I watch its red-brown plumage flash to the sky then

I leap back again
(it happened just like this -- s2g)
as something that the raptor dropped out of its claws
rakes down through the brush
to land loudly
maybe five feet before me:

A rattlesnake.

This is a pretty big one. As long as my arm? I'm not sure -- there was a lot going on.

Definitely this hawk has just dropped a rattlesnake in my path as it flew overhead.

The hawk was passing right to left; I'm not sure, at the time, what this sign could mean. I'm still not sure because a lot of the ominous stuff is highly contextual and I'm not sure how to fit myself into the social and cultural contexts given in ANE ominous tablet collections.

To give you a sense of what I mean, let's use the same text quoted above -- Sally M. Moren's 1978 dissertation on Šumma ālu, one of the canonical collections of omens from the ANE.

digression: the Internet
I'm going to include some brief notes on the author of this dissertation, with links as I encountered them because it was confusing in a way I enjoyed. This happened well before a hawk/snake duo omenized me on a run.

I was researching and looking for this omen collection itself; not like a Wikipedia entry about it, the actual series (translated, of course).

First I found this, indicating that a "S.M. Freedman" in 1998 did a thing that might have the content I was looking for.
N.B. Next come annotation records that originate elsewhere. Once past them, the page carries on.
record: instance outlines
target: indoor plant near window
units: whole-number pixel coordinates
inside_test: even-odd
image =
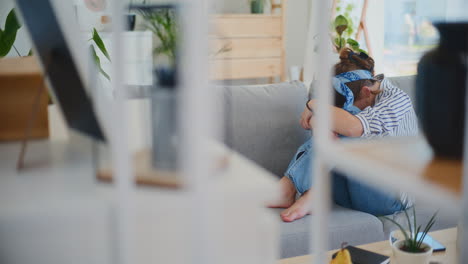
[[[406,230],[397,221],[383,217],[398,226],[403,235],[402,239],[398,239],[392,244],[393,254],[397,264],[429,264],[429,258],[432,256],[432,246],[423,241],[435,223],[437,212],[432,215],[423,228],[422,225],[417,225],[415,207],[412,208],[413,219],[408,214],[408,210],[404,210],[409,230]]]
[[[334,50],[339,54],[340,51],[344,48],[350,48],[354,52],[367,52],[360,48],[359,42],[355,39],[348,37],[350,35],[349,29],[350,22],[348,19],[343,15],[338,15],[333,22],[334,31],[333,32],[333,47]]]
[[[155,75],[159,84],[163,86],[174,86],[176,81],[175,66],[179,26],[175,12],[173,8],[139,10],[146,22],[146,28],[151,30],[159,40],[159,45],[154,48],[153,55],[159,62],[155,69]]]

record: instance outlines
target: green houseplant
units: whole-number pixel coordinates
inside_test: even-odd
[[[401,232],[403,238],[395,241],[392,245],[397,263],[399,264],[426,264],[432,255],[432,247],[424,243],[424,238],[435,223],[438,212],[435,212],[427,222],[426,226],[418,225],[416,221],[416,210],[412,206],[413,219],[408,214],[408,210],[403,210],[407,221],[408,229],[405,229],[400,223],[389,218],[384,219],[395,224]]]
[[[355,52],[364,52],[367,54],[365,50],[360,48],[359,42],[353,38],[347,37],[350,35],[350,32],[353,32],[349,30],[351,28],[349,21],[350,20],[345,16],[338,15],[333,22],[335,31],[333,32],[333,46],[336,52],[340,53],[342,49],[350,48]]]
[[[157,10],[139,10],[145,21],[145,26],[158,38],[159,44],[153,49],[153,55],[167,65],[159,65],[155,73],[159,83],[164,86],[175,84],[175,68],[177,60],[177,41],[179,25],[176,11],[172,8]]]
[[[101,36],[99,36],[99,33],[97,32],[97,30],[95,28],[93,28],[93,32],[92,32],[92,37],[89,39],[89,41],[92,41],[96,47],[102,52],[102,54],[104,54],[104,56],[109,60],[111,61],[110,59],[110,56],[109,56],[109,53],[107,52],[107,49],[106,49],[106,46],[104,45],[104,41],[102,41],[102,38]],[[91,51],[91,55],[93,56],[93,59],[94,59],[94,63],[96,64],[96,67],[97,69],[99,70],[99,72],[102,74],[102,76],[104,76],[107,80],[110,80],[110,77],[109,77],[109,74],[107,74],[107,72],[105,72],[103,69],[102,69],[102,66],[101,66],[101,59],[99,58],[99,56],[97,55],[96,53],[96,49],[94,48],[94,45],[90,45],[89,46],[89,49]]]
[[[11,9],[5,20],[4,28],[0,28],[0,58],[5,57],[11,50],[15,49],[18,56],[21,54],[15,47],[16,33],[21,28],[21,24],[15,14],[15,9]]]

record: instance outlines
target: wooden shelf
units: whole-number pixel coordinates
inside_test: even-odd
[[[452,209],[459,206],[462,161],[434,158],[422,137],[343,140],[321,151],[328,163],[357,179]]]
[[[280,14],[217,14],[214,15],[215,18],[265,18],[265,17],[273,17],[273,18],[281,18]]]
But I couldn't get at it through that site: I just kept clicking links that took me nowhere.

If you click on one of the links at the bottom of that Wikipedia entry, though, you get this -- which starts to tell some of the story.

Searching around the Internet for the text, Amazon comes up with this; either in a somewhat-incredible typo, or by somewhat incredible coincidence, a "Sally M. Freddman" apparently wrote a thing on the series once. The thing that she wrote, if you buy it on Amazon, costs seventy dollars -- so I kept searching, Freedman or Freddman or no.

Finally--of course, after all this--I find this, which both has the actual text of the series itself (or some of it, anyway) AND a clear explication by the scholar in question of what has gone on here. In 1978 Ms. Sally M. Moren  completed her doctoral dissertation in "Oriental Studies" for the University of Pennsylvania; at some later point Ms. Moren became Mrs. Freedman in a change that, despite one infelicitous typo on Amazon, transferred digitally to the attribution of work she'd done under her previous name.

I hope that she's happy and thriving. I am grateful for the work that she did.
end digression

So here are some possible explanations of what my omen might mean, according to Moren's work.

If hawks walked in the road and [...] -- [...] a wolf will die [...]
Okay what the fuck. I can't even think of a metaphorical explication of this. Also the hawk didn't walk. Also...I mean...wolves?? Forget this one.

[If the king...] gathered his army and went to undertake a campaign in the land of his enemy (and) a hawk went hunting and crossed from the right of the king to the left of the king -- the king will achieve victory wherever he goes.
Okay! Right to left: check! But the "king" thing is a stretch, even in a highly figurative understanding of myself (I'm..."king" of my life? I'm "king" of this trail? At this second??). And I'm definitely not in the land of my enemy, there in Sullivan Canyon; at worst, I'm in neutral nature-territory, and honestly it feels more like "home" (even if, or perhaps because, no one else is there).


So, back to the moment itself: the big rattlesnake is just...laying there.

I wonder if it's dead. It doesn't look torn up, but it fell a long way, and who knows what hawks do to rattlesnakes high in the air.

I kind of warily edge around it, but don't move past...I want it to move. I wonder if it's playing dead, because of my presence.

After about twenty seconds of my movement it shifts into life, rearing up and marking me with its scary A/F snake-ness...and it slithers off into the brush.

I watch as it goes. It doesn't look wounded. I decide it will live, and wonder if that conclusion has any ominous significance.

I finish my run. I don't remember if I did an out-and-back, or went a ways on the spine once I got to the top, taking a different switchback trail back down. Either way, I do know, it was good.